Lunes 21 de mayo 2007
Geovanni Galeas
ggaleas@centroamerica21.com
Pero no solo lo habían arruinado económicamente. Eso era lo de menos. Lo peor había sido el stress post traumático que le había arruinado literalmente la vida, y de paso la de su familia: depresiones y angustias tan incontrolables como la necesidad, cada día más intensa, de alcohol y cocaína.
La sed de venganza se le había convertido en una obsesión. Por eso, cuando a finales de los años ochenta tuvo informaciones fidedignas, que ubicaban a dos de los máximos jefes de sus secuestradores en lugares precisos de la ciudad de México, no vaciló en buscar el contacto con un sicario internacional. El trato estaba en marcha. Para cerrarlo solo faltaba enviar los gastos de transporte y alojamiento del asesino.

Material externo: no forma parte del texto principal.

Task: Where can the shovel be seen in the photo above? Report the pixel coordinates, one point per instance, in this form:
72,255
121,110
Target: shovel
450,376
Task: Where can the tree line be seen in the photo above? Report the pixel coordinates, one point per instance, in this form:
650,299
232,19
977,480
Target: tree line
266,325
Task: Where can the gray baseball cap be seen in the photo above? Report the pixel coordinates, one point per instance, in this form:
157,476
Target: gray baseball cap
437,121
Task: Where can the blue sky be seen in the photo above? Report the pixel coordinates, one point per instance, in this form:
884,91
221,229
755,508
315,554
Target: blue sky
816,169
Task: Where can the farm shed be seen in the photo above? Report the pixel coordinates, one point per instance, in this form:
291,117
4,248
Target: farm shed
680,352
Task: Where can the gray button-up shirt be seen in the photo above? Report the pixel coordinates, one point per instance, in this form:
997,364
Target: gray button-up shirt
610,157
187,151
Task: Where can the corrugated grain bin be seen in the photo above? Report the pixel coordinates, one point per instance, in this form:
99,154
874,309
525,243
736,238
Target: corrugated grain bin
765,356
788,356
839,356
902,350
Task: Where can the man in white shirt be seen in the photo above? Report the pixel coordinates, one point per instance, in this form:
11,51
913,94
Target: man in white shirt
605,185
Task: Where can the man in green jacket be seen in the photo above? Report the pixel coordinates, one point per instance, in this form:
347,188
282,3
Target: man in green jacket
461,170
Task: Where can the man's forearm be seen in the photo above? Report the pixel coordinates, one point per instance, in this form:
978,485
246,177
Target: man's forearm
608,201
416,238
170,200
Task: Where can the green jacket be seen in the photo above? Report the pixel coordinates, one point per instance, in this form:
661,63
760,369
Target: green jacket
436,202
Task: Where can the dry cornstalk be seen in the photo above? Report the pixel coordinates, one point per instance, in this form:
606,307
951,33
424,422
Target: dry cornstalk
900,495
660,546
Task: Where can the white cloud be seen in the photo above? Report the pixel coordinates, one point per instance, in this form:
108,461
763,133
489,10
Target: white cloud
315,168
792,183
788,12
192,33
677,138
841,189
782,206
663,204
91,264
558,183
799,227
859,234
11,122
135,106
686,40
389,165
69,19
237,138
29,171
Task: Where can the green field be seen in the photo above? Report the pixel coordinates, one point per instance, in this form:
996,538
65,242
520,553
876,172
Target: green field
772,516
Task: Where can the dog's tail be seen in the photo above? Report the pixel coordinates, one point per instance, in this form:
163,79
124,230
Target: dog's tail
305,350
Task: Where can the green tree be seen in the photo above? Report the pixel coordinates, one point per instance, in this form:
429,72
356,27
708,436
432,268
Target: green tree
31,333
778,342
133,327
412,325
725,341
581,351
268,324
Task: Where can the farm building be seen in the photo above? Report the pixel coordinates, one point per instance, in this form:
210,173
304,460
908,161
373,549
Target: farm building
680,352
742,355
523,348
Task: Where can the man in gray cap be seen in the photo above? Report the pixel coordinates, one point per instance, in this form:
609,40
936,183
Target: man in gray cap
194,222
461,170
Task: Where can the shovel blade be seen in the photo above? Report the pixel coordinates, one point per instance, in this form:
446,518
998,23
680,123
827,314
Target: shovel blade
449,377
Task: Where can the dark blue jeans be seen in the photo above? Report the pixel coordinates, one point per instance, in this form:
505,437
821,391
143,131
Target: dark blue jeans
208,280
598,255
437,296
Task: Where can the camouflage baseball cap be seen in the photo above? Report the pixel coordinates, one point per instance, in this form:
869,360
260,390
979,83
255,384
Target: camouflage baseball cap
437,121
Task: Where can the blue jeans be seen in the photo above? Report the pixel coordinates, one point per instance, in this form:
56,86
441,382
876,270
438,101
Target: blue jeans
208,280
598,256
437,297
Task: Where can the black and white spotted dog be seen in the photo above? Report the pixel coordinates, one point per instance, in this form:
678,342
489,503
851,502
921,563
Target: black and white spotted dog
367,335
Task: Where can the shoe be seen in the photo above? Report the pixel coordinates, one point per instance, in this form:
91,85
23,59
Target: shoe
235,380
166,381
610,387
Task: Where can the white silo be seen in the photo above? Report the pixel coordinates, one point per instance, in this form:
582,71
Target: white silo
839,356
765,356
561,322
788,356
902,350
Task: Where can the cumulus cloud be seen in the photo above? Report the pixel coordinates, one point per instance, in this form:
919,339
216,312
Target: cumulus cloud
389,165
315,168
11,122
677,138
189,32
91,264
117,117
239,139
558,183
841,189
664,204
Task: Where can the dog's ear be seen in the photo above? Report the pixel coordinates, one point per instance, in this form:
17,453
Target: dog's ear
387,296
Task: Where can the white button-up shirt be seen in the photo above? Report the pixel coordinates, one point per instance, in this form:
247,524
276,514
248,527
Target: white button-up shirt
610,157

Los objetivos eran Joaquín Villalobos y Ana Guadalupe Martínez, comandantes del Ejército Revolucionario del Pueblo, ERP, que por esos días habían salido de sus campamentos guerrilleros en las montañas salvadoreñas, para asistir a una ronda de diálogo y negociación entre la insurgencia y el gobierno.
El secuestro
Eran la cuatro de la tarde del 31 de octubre de 1979 cuando ocho hombres armados, usando uniformes de la Policía Nacional, se bajaron de un picap doble cabina en la calle Rubén Darío, en pleno centro de San Salvador. Rápidamente se dirigieron a un edificio de oficinas, y luego de ponerse velozmente gorros pasamontañas para cubrirse los rostros, sorpresivamente y sin mediar palabras, acribillaron a balazos a un asistente de don Jaime Hill.
El muchacho asesinado no era un guarda espaldas, era nada más un chofer y andaba siempre desarmado.
Don Jaime Hill estaba en su oficina, en la segunda planta del edificio, cuando escuchó los disparos. Instintivamente, y aunque estaba protegido por dos puertas blindadas, echó mano a su pistola 45. Era un excelente tirador y además no solía hacerle el feo a las peleas, fueran estas de puñetazos o balazos, sobre todo cuando se echaba sus tragos.
De pronto las puertas blindadas cedieron ante la potencia de varias ráfagas de fusiles G-3, y don Jaime supo que venían por él. Su vida entera pasó por su mente en unos cuantos segundos.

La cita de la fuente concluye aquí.